Add some popular distance metrices #33

sgibb · 2019-12-11T22:05:08Z

This PR implements a few distance/similarity measurements that are discussed in #29 and #30.

Would be great if @tobiasko could also have a look at the implementation.

The implemented scores are proposed in:
Stein and Scott 1994

Toprak et al. 2014

Please note that there is also a .calibrate function for scaling. I thought I would need it for the distance functions to scale them to 0:1 but it seems not to be necessary. But I would definitively need it for the normalise function. I can remove it if you like.

jorainer

Nice and very important contribution! Documentation could however be improved slightly.

R/distance.R

jorainer · 2019-12-12T07:25:57Z

tests/testthat/test_distance.R

+x <- matrix(c(1:5, 1:5), ncol = 2)
+y <- matrix(c(1:5, 5:1), ncol = 2)
+
+test_that("ndotproduct", {


is there a way that we could cross-check with external results (i.e. results from another/original implementation of the methods)?

That would be really great. But I only aware of our implementation in MSnbase and the one in OrgMassSpecR. The latter produce (of course) different results for the dotproduct. Especially the weighting isn't available in any tools I know:
https://github.com/OrgMassSpec/OrgMassSpecR/blob/aa0e4ee927b7f7051efa6400ad6f3fae8539f7c8/OrgMassSpecR/R/SpectrumSimilarity.R#L42

similarity_score <- as.vector((u %*% v) / (sqrt(sum(u^2)) * sqrt(sum(v^2))))

vs our:

MsCoreUtils/R/distance.R

Lines 79 to 84 in b1e1ad0

ndotproduct <- function(x, y, m = 0L, n = 0.5, na.rm = TRUE) {

wx <- .weightxy(x[, 1L], x[, 2L], m, n)

wy <- .weightxy(y[, 1L], y[, 2L], m, n)

sum(wx * wy, na.rm = na.rm)^2L /

(sum(wx^2L, na.rm = na.rm) * sum(wy^2L, na.rm = na.rm))

}

Which (if m = 0 and n = 0.5) boils down to:

sum(sqrt(u) * sqrt(v))^2L / (sum(u) * sum(v)) # vs OrgMassSpecR sum(u * v) / (sqrt(sum(u^2)) * sqrt(sum(v^2)))

As you see already this "simple" normalised dotproduct is hard to implement correctly.
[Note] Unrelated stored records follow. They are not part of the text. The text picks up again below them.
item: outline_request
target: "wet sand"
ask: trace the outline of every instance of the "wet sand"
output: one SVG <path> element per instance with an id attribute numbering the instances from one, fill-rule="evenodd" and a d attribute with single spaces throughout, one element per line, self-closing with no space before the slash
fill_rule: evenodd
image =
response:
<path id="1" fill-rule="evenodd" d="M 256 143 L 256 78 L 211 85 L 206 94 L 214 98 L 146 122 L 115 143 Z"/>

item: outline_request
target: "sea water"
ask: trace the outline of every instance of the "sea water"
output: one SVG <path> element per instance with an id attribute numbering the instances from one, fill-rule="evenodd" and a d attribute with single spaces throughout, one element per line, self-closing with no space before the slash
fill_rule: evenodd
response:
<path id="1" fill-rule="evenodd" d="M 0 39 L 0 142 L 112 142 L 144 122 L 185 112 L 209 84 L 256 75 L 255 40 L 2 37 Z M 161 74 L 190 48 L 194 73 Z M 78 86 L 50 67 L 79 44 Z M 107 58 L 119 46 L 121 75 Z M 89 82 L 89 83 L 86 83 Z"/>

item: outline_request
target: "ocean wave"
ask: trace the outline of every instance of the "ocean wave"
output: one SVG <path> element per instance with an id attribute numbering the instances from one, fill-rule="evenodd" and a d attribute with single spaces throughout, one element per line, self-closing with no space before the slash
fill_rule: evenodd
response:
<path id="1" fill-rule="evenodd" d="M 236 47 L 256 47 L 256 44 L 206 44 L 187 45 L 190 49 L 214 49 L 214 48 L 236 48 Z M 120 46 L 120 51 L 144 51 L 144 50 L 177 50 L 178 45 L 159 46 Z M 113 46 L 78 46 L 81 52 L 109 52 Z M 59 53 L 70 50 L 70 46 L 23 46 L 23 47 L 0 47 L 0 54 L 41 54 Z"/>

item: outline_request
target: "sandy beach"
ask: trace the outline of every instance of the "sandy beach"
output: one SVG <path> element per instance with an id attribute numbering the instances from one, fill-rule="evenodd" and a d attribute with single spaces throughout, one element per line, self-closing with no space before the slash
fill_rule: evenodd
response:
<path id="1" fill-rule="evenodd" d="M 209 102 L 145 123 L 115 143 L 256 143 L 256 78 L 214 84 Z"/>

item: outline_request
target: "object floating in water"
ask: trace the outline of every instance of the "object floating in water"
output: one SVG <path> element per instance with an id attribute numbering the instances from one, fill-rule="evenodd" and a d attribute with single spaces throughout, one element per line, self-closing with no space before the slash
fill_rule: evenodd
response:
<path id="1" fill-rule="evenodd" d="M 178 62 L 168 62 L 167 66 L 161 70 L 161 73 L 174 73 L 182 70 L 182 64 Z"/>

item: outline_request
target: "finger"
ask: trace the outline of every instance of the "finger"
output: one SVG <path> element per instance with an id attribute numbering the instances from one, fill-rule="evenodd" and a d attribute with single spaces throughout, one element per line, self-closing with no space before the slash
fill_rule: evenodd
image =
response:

@lgatto, @tobiasko, @tnaake are you aware of any software/web service were we can double check our results?

For the spectral contrast angle (SCA) I found this paper:

https://link.springer.com/content/pdf/10.1016/S1044-0305(01)00327-0.pdf

but they do simulations and list means/medians in the paper. But there is some basic geometric stuff in there that might help!

Hmmm...what about the following: Define s (actual position and intensity values do not matter), generate s' that is orthogonal in all dimension. Could be done by a function f(s) -> s'. The geometric definition of SCA would require that SCA of s vs. s` is 90 degree.
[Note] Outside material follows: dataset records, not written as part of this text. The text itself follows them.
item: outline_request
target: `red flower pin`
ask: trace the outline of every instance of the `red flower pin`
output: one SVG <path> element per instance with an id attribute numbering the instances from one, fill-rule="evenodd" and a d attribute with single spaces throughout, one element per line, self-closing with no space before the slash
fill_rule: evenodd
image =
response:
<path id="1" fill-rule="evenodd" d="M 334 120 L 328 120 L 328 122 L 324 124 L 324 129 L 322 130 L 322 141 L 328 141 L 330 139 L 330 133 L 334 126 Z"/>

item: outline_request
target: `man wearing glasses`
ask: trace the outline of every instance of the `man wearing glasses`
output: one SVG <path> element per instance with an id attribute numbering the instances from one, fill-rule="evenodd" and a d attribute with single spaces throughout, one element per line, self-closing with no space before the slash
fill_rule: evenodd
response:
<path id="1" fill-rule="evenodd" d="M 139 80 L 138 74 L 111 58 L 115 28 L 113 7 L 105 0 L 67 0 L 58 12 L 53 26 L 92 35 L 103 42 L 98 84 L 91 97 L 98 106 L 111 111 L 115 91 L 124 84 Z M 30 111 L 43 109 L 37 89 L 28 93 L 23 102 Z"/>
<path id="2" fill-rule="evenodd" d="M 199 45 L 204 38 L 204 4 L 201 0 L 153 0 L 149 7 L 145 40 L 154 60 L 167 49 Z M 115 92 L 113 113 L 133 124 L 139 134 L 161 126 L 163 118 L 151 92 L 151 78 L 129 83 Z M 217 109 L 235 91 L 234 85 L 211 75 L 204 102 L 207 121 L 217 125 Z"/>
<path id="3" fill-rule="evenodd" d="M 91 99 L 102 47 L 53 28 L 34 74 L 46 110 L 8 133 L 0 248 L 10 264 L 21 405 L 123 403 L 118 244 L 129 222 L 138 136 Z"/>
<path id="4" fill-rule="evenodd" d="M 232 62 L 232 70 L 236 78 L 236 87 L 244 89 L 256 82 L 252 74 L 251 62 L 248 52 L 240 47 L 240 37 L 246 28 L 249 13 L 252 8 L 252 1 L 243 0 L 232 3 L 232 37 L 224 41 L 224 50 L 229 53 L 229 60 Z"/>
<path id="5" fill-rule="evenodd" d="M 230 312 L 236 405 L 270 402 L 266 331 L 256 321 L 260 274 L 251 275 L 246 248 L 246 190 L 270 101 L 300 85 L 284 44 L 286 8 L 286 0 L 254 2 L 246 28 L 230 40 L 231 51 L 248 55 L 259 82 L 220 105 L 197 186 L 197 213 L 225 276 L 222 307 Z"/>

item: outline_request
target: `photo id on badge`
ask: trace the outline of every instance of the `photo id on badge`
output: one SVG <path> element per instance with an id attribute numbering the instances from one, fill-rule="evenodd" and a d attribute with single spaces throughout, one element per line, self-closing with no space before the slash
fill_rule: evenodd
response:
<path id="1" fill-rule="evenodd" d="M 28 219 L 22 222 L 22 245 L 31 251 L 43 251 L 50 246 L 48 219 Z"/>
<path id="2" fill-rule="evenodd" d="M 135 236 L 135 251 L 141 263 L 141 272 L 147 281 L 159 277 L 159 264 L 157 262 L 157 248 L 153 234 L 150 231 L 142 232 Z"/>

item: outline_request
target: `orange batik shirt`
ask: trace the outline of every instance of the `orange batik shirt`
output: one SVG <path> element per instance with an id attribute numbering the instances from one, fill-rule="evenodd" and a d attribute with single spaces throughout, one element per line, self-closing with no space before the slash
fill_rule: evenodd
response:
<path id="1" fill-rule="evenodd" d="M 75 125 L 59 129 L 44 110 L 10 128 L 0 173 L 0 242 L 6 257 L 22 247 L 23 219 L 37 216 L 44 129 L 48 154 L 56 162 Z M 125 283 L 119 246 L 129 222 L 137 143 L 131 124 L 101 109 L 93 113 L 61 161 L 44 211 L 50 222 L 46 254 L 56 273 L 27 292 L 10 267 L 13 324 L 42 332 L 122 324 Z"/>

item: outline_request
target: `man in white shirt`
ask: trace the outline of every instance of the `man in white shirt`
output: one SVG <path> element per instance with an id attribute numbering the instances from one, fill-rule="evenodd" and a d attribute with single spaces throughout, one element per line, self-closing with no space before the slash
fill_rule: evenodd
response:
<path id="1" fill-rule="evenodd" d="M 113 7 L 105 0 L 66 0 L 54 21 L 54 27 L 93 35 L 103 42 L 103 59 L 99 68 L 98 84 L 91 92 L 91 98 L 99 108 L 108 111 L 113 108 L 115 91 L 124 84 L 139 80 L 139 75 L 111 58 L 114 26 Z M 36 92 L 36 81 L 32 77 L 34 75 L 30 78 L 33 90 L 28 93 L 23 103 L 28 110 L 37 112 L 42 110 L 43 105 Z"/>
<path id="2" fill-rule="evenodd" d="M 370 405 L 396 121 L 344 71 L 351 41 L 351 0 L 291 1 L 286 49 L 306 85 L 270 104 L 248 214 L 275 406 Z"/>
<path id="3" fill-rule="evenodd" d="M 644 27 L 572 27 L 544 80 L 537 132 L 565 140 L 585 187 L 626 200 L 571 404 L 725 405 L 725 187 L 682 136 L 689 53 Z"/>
@tobiasko I am not sure that this is working because we the dotproduct is part of the spectralangle and we use a normalised dotpoduct here. So may we have to implement an unnoramlized dotproduct and spectral angle first?
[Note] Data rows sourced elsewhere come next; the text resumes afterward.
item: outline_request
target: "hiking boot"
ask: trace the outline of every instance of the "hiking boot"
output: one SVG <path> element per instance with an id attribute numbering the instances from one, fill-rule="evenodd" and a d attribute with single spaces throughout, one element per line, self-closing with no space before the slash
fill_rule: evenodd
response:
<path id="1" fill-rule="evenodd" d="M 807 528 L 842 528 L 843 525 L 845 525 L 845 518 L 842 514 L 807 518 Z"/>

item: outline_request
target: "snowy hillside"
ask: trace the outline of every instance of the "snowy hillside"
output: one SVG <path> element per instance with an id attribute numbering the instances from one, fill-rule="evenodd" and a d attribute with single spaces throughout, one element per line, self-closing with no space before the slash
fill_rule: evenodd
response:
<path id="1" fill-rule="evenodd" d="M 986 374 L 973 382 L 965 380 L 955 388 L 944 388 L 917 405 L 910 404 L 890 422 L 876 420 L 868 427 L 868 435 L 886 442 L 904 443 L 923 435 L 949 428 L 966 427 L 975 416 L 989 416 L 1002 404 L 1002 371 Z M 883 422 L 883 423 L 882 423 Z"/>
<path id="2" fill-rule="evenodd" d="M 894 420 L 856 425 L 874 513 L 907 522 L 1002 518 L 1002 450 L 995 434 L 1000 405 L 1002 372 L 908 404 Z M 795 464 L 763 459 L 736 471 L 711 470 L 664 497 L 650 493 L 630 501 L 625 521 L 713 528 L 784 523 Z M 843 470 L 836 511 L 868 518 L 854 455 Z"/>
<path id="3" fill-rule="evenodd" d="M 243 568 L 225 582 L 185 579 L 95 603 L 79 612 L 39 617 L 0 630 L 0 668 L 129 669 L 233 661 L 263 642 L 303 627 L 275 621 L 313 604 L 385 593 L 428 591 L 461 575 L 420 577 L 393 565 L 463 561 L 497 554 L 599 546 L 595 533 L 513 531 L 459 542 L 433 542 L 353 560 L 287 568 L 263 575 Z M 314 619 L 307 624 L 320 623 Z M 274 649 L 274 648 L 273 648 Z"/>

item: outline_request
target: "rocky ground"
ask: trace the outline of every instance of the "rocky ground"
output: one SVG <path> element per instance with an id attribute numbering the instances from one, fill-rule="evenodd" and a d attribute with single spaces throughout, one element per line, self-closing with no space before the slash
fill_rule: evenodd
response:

@tobiasko: thanks for your code suggestions but we already have a binning and an outer join.

dotproduct etc. are needed in Chromatograms as well. That's why we put it here. We already have a compareSpectra in Spectra.

This is far more powerful than R/dotproduct.R

Why? And R/dotproduct.R is obsolete with this PR.

Why? Because...

> ## copied from > ## https://github.com/rformassspectrometry/MsCoreUtils/blob/distance/R/distance.R > > .weightxy <- function(x, y, m = 0, n = 0.5) { + x ^ m * y ^ n + } > > ndotproduct <- function(x, y, m = 0L, n = 0.5, na.rm = TRUE) { + wx <- .weightxy(x[, 1L], x[, 2L], m, n) + wy <- .weightxy(y[, 1L], y[, 2L], m, n) + sum(wx * wy, na.rm = na.rm)^2L / + (sum(wx^2L, na.rm = na.rm) * sum(wy^2L, na.rm = na.rm)) + } > > ## test on case with no shared peaks > x <- matrix(c(6:10, 1:5), ncol = 2, dimnames = list(c(), c("mz", "intensity"))) > y <- matrix(c(1:5, 1:5), ncol = 2, dimnames = list(c(), c("mz", "intensity"))) > ndotproduct(x, y) [1] 1 > # :-(

and that should be zero by definition!? Please compare to case 2 above.

These is expected. As you mentioned above all distance/similarity measurements require binned spectra. The input in your example is not aligned but ndotproduct assumes it is (and for that an intensity of 1:5 against an intensity 1:5 should return a similarity of 1). So a fair comparison would be:

joinndotproduct <- function(x, y) { j <- join(x[, "mz"], y[, "mz"], type = "outer") ndotproduct(x[j$x,], y[j$y,]) } joinndotproduct(x, y) # [1] 0

That is exactly what Spectra::compareSpectra is doing. compareSpectra is more powerful because it allows the user to select a joining function (outer/inner/left/right/(graph based if the other PR will be accepted)/user provided) and a distance/similarity function (one of these that are part of this PR or any other function the user provides).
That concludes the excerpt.